Our daughter swung into action on her phone. “What town does 137 go through?” she asked.
“I think it’s Eddyville. Yeah, Eddyville.”
She put in the info, and lo and behold a British woman comes on the line. She starts with the instructions and then says, “in one mile, enter the motorway.”
“Motorway?” I queried, a bit frustrated. “What’s a motorway? Where’s the American that Mom had on the line?” As if phones still had ‘lines.’
“Well, this phone has the Brit,” replies daughter. “I guess ‘motorway’ just means ‘road’ in England.”
“Why can’t she say ‘road’ then?” I’m not driving to Manchester for a soccer match.

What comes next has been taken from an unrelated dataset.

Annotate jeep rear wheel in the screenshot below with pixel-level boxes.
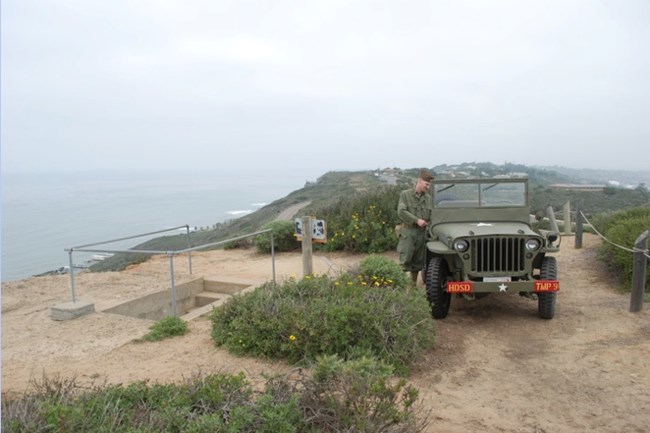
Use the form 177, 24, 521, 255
538, 256, 557, 320
426, 257, 451, 319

I’m in Iowa.”
“Dad, it’ll be okay,” she reassures me. “Just follow her instructions.”
Which I did. And she got us to Highway –sorry, ‘motorway’–137 and our ultimate destination. I was tempted to ask her where we could find a fish-and-chips stand, but I figured she might hang up on me.
As far as my ‘other navigator’ is concerned, things have returned to normal. She graciously accepted my abject apology.
Hmmm, what’s in the mailbox this time? Let’s go exploring…
On that much-recorded 1968 song, Terry guessed ‘Love is All Around.’ No, sorry. (Hint: this huge hit had major political overtones and even mentions leaders by name.)
Edith correctly answered the movie question: yep, it was Cher in the underrated 1990 movie ‘Mermaids.’ We saw this recently on Movieplex and really enjoyed it.
Those two responses were all we had to report. I think maybe the summer doldrums have set in. Or I took too much time off.
So, that leaves the secret Presidential rendezvous question available, (hint: happened in the same decade as the Teapot Dome scandal) also the question about what was done with the old wooden Petroleum Club building on North Main. (Hint: it was a good training exercise.) One other remainder: what well-known Midwestern bridge (now closed to vehicular traffic) takes a weird and disconcerting 30-degree jog in the middle?
Annnnd introducing a New One: what wallpaper cleaning compound went on to much greater fame with children?
One more thing: Terry commented on a hot Wisconsin summer in ’64 when he was doing military training at Camp McCoy. Yeah, 90’s is a little extreme for Wisconsin, but it’s not unheard of. In 2013 during a record heat wave it was 100 on the beach. With no breeze. Luckily, we had ‘iced beverages’ with us.
Well, thanks for gracing me with your presence once again. We’ll visit again next Monday, or whenever your orbs happen to land upon this page.